Implement periodic external audits to ensure your claims are accurate and will hold up to payer scrutiny.
The year 2020 was unequivocally the year of healthcare changes. We had multiple ICD-10-CM, CPT®, and payer coding guideline changes associated with the COVID-19 pandemic. We had the new American Medical Association (AMA) and Centers for Medicare & Medicaid Services (CMS) guidelines for the 2021 evaluation and management (E/M) office visit codes. Don’t forget the delayed release of the Medicare Physician Fee Schedule (MPFS) final rule, followed by the new stimulus bill, which overturned some of the new codes provided in the MPFS final rule. And to top it off, the Department of Justice reported that it charged over 300 individuals for involvement in healthcare fraud, waste, and abuse schemes resulting in over $6 billion in false and fraudulent claims — the largest enforcement action in the department’s history.
With all of these recent events and changes in healthcare delivery, coding accuracy is more critical than ever. Having an active, robust audit compliance program is essential. Auditing your coders is an important part of ensuring quality and regulatory compliance for both hospitals and medical practices. External audits offer objective visibility into departmental operations, identify gaps in your coding processes, and uncover deficiencies and coding errors that an internal audit program may miss.
Quality Trumps Quantity
While both quality and maintaining departmental production standards are important to all organizations, putting quantity above quality will ultimately result in errors, denials, or worse. All of which takes more time to resolve than if it had been coded correctly from the start.
The only way to ensure quality is to perform an audit. As beneficial as an external audit may be, NO ONE likes to be put under the microscope. Having an external audit done can bring anxiety to any coder. Just the thought of someone else scrutinizing their coding quality while they strive for perfection and high productivity can bring on feelings of worry, agitation, or even fatigue. Industry best practices suggest that outside reviews will strengthen your future internal audits. And when done with the right approach, increased frequency and sample size, and a collaborative rebuttal process, they will strengthen the skills and confidence of your coders.
Approach Is Everything
Coders and the auditor should view an audit as a time to learn and strengthen both of their skill sets. Neither the coders nor the auditor can possibly know everything when it comes to the complexities each unique medical specialty brings. There will always be different opinions and interpretations. Both must approach the audit process with an open mind. Bringing in physicians and other providers into conversations can also deepen the understanding to an entirely new level. This approach of learning together will build mutual respect and trust, resulting in continual improvement.
Frequency and Size
Both the Office of Inspector General (OIG) and CMS recommend that all physicians and non-physician providers have their coding reviewed by an outside independent party who has the appropriate expertise in that clinical specialty. The purpose of these reviews is to obtain an unbiased evaluation to ensure coding accuracy. So why wouldn’t coders fall into this same recommendation? The question really isn’t why audit your coders. But rather, how often and how many dates of service should be reviewed?

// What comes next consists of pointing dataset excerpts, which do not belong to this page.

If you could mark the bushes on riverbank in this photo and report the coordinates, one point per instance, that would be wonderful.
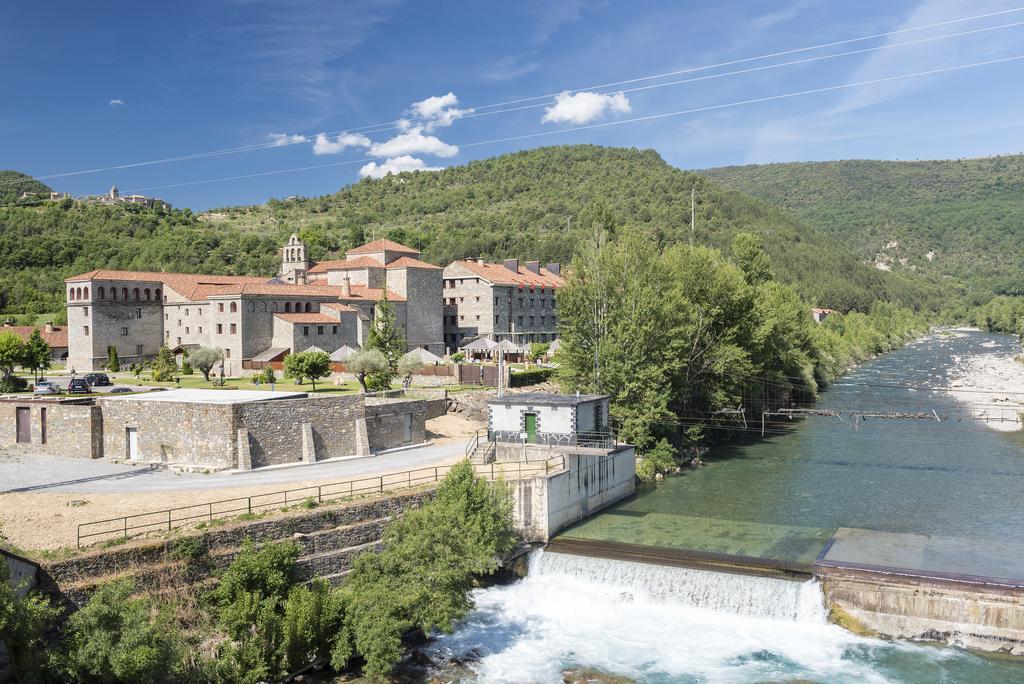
(676, 336)
(260, 623)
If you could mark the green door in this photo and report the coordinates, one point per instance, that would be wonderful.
(531, 428)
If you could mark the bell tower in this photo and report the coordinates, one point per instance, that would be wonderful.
(294, 263)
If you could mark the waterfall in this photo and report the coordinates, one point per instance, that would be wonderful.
(721, 592)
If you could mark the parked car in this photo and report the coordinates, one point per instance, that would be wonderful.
(46, 387)
(79, 386)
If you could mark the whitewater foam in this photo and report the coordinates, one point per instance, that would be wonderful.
(653, 624)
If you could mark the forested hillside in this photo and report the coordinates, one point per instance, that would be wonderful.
(13, 183)
(541, 203)
(958, 222)
(538, 204)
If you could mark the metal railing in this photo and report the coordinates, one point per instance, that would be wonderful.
(172, 518)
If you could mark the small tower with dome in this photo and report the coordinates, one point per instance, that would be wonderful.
(294, 261)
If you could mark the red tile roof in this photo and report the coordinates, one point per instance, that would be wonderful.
(410, 262)
(338, 306)
(58, 338)
(380, 246)
(345, 264)
(305, 317)
(499, 274)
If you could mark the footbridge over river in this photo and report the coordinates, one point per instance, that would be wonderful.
(911, 528)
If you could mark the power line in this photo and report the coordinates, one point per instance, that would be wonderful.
(620, 122)
(392, 126)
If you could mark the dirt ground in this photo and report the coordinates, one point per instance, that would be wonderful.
(40, 521)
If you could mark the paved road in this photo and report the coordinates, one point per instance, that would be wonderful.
(22, 472)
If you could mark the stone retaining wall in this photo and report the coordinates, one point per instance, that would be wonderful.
(330, 537)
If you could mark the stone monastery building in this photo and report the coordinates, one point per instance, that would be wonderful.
(328, 305)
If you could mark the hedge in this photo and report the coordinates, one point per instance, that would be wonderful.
(531, 377)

According to Healthicity’s Annual Compliance & Auditing Benchmark Report, 82 percent of organizations conduct monthly or quarterly reviews on their coders.
The report goes on to state that 21 percent of these organizations select a sample size of 25 or more patient visits for each coder. Another 41 percent selects a sample size of 10-15 patient visits.

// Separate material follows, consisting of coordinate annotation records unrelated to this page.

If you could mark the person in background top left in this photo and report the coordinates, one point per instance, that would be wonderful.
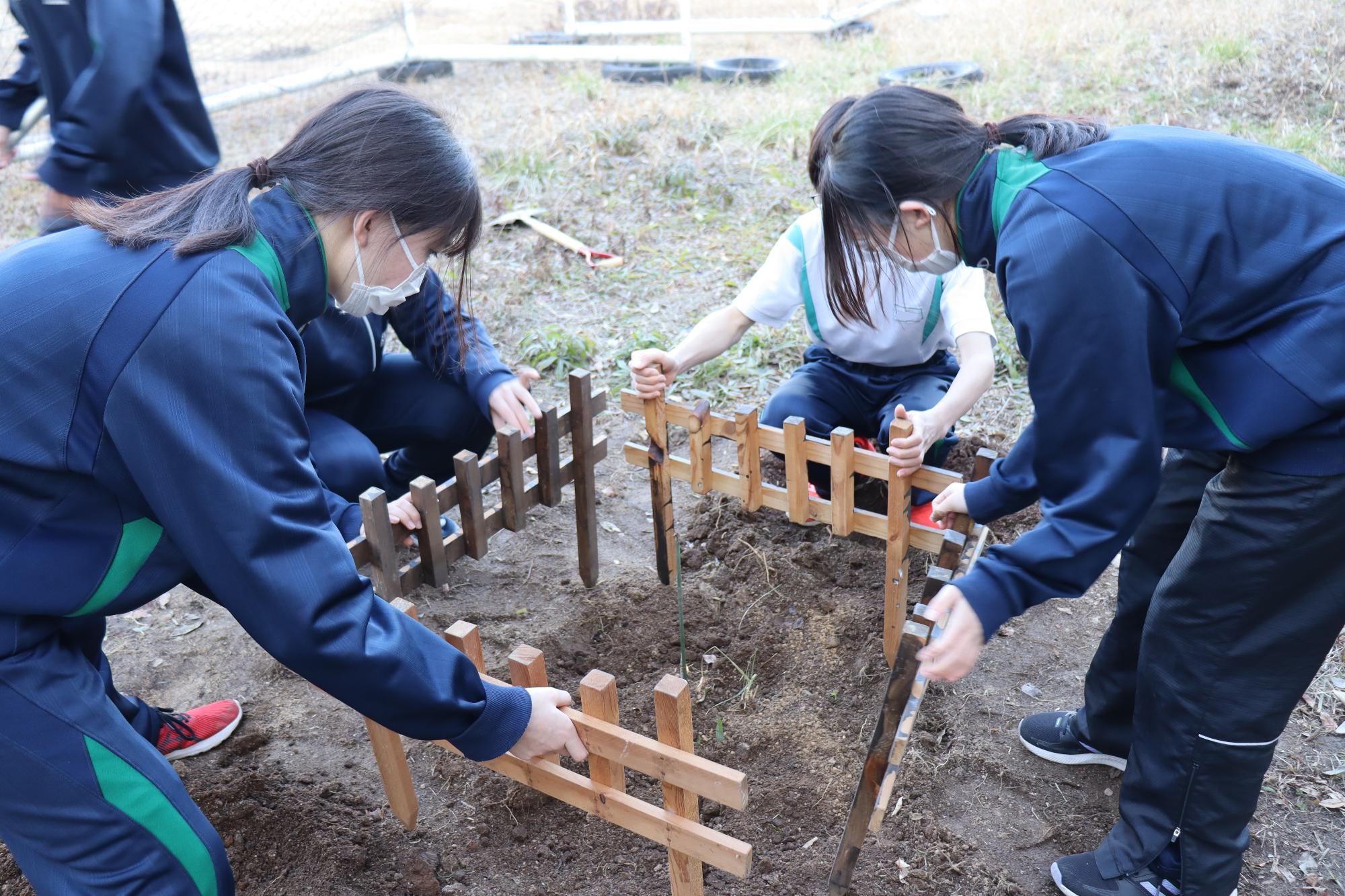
(127, 116)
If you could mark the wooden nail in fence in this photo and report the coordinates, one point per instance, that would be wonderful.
(586, 499)
(896, 561)
(673, 717)
(661, 483)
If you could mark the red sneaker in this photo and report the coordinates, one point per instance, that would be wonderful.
(923, 514)
(198, 729)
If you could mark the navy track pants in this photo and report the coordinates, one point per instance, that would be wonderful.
(831, 392)
(88, 805)
(1231, 595)
(403, 409)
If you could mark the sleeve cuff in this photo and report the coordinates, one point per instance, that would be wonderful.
(484, 388)
(500, 725)
(987, 499)
(64, 179)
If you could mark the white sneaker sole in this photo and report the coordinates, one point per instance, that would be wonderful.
(1055, 868)
(1074, 759)
(210, 743)
(1055, 876)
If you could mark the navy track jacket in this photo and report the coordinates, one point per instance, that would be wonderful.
(1168, 287)
(198, 470)
(127, 116)
(344, 352)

This suggests that most organizations understand the value of performing audits on their coders at a higher frequency and larger sample size than physician compliance audits. By performing frequent reviews with larger sample sizes, organizations will significantly lower their risk of ineffectiveness, reduce potential over/underpayments and lost revenue, and prevent non-compliance issues from recurring.
A coder audit should be a learning opportunity rather than a punitive process. As such, the coder’s voice must be the major player in the results discussion. It is crucial to allow adequate time for coders to review their results and be given an opportunity to defend their original coding decisions. Coders should want to be audited. By allowing this time and with the right approach, it will empower your coders to have healthy, productive conversations between other coders, auditors, and physicians. It will contribute to not only the coders’ growth and success, but also turn them into rock star coders.
There is no doubt that coder audits can be stressful. However, the right approach, increased frequency and sample size, and a collaborative rebuttal process will improve the overall quality, production, and success of your coders. The bottom line: Performing external audits on your coders will give your organization peace of mind knowing your claims are accurate, will hold up to payer scrutiny, and, most importantly, ensure proper payment.